The most likely candidates for so-called stellar black holes, thought to form after massive stars exhaust their fuel and erupt in a supernova, are binary-star systems that emit copious amounts of X-rays. As material from the companion star is sucked into the black hole, compression heats the material to the point that energy radiates as X-rays.

But the nuclei of some galaxies also emit vast amounts of X-rays, leading many astronomers to suspect that extremely massive black holes may lie in the galactic cores. These jumbo black holes are thought to be the engines driving a variety of bizarre phenomena, including jets of energy that can appear to be traveling faster than the speed of light.

The galaxy NGC 4285 had been observed to emit thin jets of energy from its core, visible in a range of wavelengths. In 1982, radio astronomers noted that the galaxy also emitted intense beams of microwave energy, known as masers. Ten years later, three Japanese radio astronomers discovered that the masers were moving rapidly when compared with the velocity of the galaxy. They theorized that a black hole might lie at the galaxy's center.

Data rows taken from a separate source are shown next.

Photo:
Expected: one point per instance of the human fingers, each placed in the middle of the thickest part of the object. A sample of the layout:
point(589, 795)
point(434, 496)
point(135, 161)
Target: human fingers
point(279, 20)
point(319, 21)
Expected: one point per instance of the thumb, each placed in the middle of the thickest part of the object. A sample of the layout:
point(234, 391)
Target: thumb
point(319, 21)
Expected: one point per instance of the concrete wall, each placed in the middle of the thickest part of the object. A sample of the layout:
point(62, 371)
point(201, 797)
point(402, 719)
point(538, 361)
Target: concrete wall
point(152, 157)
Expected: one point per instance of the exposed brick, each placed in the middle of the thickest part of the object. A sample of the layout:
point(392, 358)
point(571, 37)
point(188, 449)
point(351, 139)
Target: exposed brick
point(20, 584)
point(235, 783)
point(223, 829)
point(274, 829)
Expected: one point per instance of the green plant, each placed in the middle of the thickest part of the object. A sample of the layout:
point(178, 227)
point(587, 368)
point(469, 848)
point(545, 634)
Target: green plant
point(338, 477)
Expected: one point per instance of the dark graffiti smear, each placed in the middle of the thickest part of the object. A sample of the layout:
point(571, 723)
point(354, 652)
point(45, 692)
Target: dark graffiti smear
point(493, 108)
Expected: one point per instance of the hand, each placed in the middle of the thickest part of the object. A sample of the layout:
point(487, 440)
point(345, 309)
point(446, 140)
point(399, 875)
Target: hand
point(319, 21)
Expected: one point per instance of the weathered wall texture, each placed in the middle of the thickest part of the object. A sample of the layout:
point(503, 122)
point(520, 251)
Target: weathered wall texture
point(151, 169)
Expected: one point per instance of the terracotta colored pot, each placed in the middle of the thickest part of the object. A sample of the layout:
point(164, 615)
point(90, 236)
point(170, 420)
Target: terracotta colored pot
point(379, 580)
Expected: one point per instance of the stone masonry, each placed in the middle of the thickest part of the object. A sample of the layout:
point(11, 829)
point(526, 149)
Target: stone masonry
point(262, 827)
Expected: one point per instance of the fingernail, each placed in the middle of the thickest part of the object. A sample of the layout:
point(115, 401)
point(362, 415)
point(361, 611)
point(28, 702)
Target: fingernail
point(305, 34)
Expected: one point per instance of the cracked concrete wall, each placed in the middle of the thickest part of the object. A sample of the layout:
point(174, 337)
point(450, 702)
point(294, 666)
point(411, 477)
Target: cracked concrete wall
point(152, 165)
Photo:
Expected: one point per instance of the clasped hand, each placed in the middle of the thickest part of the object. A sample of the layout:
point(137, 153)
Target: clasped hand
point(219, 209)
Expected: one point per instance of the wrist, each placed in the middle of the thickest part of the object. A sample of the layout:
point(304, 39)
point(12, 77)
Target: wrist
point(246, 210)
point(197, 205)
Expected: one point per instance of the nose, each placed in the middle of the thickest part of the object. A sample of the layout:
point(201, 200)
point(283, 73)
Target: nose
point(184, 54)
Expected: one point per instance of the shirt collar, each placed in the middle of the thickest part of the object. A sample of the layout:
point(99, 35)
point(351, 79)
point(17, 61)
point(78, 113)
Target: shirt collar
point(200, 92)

The three joined forces with four colleagues from the United States and last year used the National Radio Astronomy Observatory's Very Long Baseline Array, a set of radio telescopes that stretch from the Virgin Islands to Hawaii, to take another look. The VLBA was linked to yet another dish array in the New Mexican desert, giving the sharpest renderings yet of a disk 1.5 light-years in diameter spinning around the center of a galaxy 90,000 light-years across and 21 million light-years from Earth. The disk is extremely thin - only 2 percent of its diameter.

Based on the disk's rotation, the central object's mass worked out to be 36 million times that of the sun, says James Moran, an astronomer with the Harvard-Smithsonian Center for Astrophysics and one of the members of the international team. Yet the density worked out to roughly 100 million solar masses per cubic light-year, at least 10 times the density of any other galactic black-hole candidate.

Some astronomers suggest that such densities also could be achieved by clusters of stars rather than black holes. ``If you want to explain this as a star cluster that provides the mass that binds our disk, you need 100 million solar-like stars,'' Dr. Moran says. The distance between those stars, he adds, would have to be relatively small, roughly 100 times the sun-to-Pluto distance.

The evidence was strengthened by a second group that looked at the same galaxy using the ROSAT X-ray satellite.